How do you find the limit?

jhannybean · Answer

$$\large \lim_{x \rightarrow \infty}\sqrt{x^2+18x}-x$$ Something to do with conjugates perhaps?

jhannybean · Answer

$$\large \lim_{x \rightarrow \infty }(\sqrt{x^2+18x}-x)\cdot \frac{(\sqrt{x^2+18x}+x)}{(\sqrt{x^2+18x}+x)}$$$$\large \lim_{x \rightarrow \infty } \frac{(x^{2}+18x-x^2)}{\sqrt{x^2 +18x}+x}$$$$\large \lim_{x \rightarrow \infty } \frac{18x}{\sqrt{x^2 +18x}+x}$$Divide by highest power in denominator. $$\large \lim_{x \rightarrow \infty } \frac{18x/x}{\sqrt{x^2/x^2 +18x/x^2}+x/x}$$$$\large \lim_{x \rightarrow \infty } \frac{18}{\sqrt{1 +0}+1}= \frac{18}{2} = 9$$

jhannybean · Answer

First turn it into a fraction so you can cancel stuff under a square root. Upon making it a fraction you divide by the highest power in the denominator which you simplify to find your answer.

jhannybean · Answer

And remember, depending on which limit you are taking (either from the left, or the right) you would either be dividing by +x or -x.

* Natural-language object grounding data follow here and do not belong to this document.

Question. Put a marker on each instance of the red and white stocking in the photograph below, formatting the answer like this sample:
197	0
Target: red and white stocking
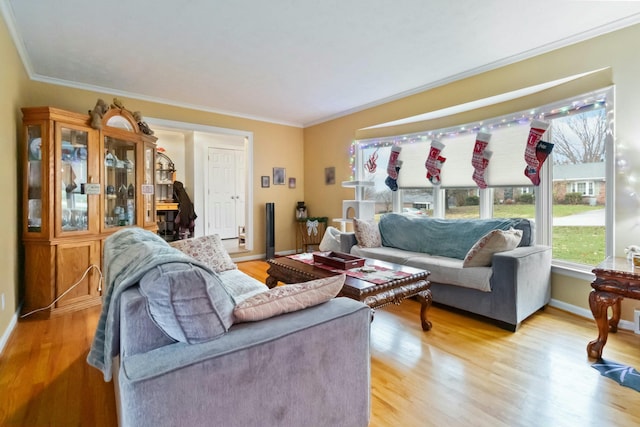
393	162
543	149
482	140
434	178
478	173
432	158
538	128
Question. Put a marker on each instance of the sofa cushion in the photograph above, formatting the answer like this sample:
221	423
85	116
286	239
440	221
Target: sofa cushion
443	237
481	254
288	298
367	233
186	302
207	249
241	286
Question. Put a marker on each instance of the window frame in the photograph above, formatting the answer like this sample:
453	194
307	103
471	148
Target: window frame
543	193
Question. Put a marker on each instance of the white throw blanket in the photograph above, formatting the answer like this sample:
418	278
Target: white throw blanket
128	255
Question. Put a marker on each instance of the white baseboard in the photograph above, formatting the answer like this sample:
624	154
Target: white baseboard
7	333
586	313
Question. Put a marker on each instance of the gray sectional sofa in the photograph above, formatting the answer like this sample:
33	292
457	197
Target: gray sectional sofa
515	284
178	359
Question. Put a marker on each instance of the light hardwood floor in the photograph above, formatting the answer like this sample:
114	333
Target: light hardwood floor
464	372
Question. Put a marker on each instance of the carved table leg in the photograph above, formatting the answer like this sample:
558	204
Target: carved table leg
599	302
425	298
615	316
271	282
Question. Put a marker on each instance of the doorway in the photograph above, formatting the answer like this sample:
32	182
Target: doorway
225	190
217	163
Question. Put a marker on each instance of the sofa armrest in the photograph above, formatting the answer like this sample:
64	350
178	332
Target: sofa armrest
138	333
258	373
347	241
521	282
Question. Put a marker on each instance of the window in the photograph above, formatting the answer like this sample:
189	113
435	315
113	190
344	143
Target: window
570	203
585	188
579	190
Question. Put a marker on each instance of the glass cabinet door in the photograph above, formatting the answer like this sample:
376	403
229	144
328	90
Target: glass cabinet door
73	173
34	179
120	182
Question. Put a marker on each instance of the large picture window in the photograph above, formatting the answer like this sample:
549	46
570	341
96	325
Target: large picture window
570	203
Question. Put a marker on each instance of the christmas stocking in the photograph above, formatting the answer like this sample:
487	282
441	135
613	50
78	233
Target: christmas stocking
435	177
393	160
478	173
482	140
432	159
543	149
538	128
392	183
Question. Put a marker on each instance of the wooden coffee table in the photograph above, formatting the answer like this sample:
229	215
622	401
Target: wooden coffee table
375	295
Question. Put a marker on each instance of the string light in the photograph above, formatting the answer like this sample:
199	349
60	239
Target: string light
593	101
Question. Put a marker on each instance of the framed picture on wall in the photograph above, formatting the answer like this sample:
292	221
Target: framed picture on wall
330	175
278	176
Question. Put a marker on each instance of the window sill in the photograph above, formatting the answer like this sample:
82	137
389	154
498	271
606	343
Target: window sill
570	269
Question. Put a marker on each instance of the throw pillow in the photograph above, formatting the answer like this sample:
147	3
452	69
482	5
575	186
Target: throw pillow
495	241
186	302
331	240
288	298
367	233
241	286
207	249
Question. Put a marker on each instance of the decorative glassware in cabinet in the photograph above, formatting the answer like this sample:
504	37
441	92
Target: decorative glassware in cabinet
120	182
34	183
74	204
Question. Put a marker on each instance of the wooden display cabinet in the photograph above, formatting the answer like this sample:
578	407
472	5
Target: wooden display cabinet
81	184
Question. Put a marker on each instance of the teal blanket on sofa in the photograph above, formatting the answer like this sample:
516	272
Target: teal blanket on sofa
128	255
450	238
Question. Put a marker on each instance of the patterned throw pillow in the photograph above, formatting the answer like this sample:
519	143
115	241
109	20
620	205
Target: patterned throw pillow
288	298
495	241
207	249
367	233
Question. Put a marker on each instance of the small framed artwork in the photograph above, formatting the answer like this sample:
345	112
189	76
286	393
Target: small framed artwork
278	176
330	175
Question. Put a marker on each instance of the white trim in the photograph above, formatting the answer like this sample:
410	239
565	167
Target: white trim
484	102
572	270
248	135
7	333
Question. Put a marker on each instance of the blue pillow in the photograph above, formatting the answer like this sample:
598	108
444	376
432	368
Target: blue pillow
444	237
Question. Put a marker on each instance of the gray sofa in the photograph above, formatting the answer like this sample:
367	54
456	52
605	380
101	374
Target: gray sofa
514	286
306	367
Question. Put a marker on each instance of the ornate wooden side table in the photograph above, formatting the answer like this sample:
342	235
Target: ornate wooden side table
616	278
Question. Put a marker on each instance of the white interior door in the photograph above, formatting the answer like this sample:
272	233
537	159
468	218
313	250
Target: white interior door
222	194
241	190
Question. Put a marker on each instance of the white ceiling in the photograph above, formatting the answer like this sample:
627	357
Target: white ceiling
286	61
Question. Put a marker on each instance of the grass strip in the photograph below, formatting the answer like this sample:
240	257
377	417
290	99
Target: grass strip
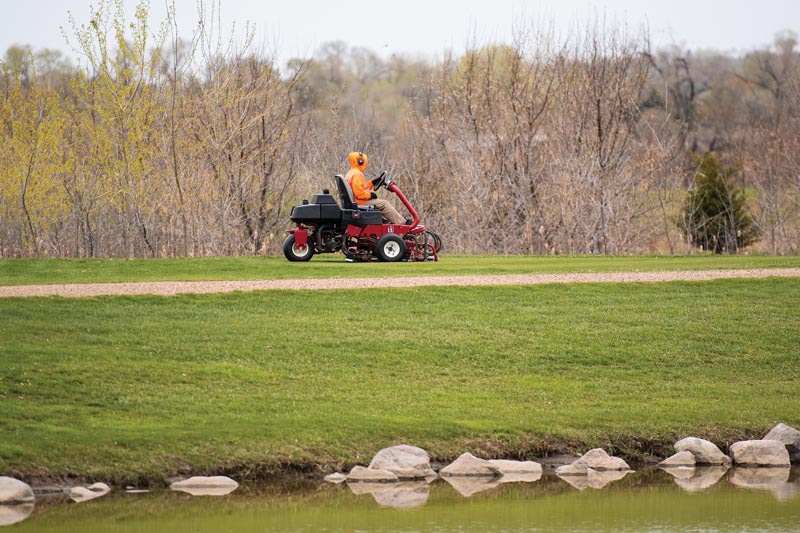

And in dealing with the square root, you would be dividing by the highest power that's inside the square root,which is x^2.

wesdg1978 · Answer

How does 18x/x^2 go to zero?

jhannybean · Answer

Remember, you're not dividing by x^2 in the numerator. you're dividing by the highest power in the denominator, which is $\large \sqrt{x^2} = \left|x\right| = +x $ sine you're tending to positive infinity.

jhannybean · Answer

since*

wesdg1978 · Answer

In the denominator, 18x/x^2 goes to zero, I don't understand how that works

jhannybean · Answer

Well, what happens when you divide x/x^2? What do you get?

wesdg1978 · Answer

1/x

wesdg1978 · Answer

the opposite of x^2/x

jhannybean · Answer

Ok. and so if we multiplied it by 18 we would have 18/x, correct?

jhannybean · Answer

as x approaches infinity, 18/x -> 0 because any constant divided by a large number like infinity will tend to 0.

wesdg1978 · Answer

Oh, ok, I get it now, the larger x gets, the smaller the number gets towards 0.

wesdg1978 · Answer

Thanks for your help!

jhannybean · Answer

No problem :) glad you understand this!

wesdg1978 · Answer

I'm trying to understand

jhannybean · Answer

Whats confusing you?

wesdg1978 · Answer

I was just saying in general, as it applies to calculus, that I'm trying to understand.

jhannybean · Answer

Well, it helps you determine asymptotes...helps determine the behavior of the function coming in from the left and right...etc.

wesdg1978 · Answer

I appreciate your help

jhannybean · Answer

no problem :)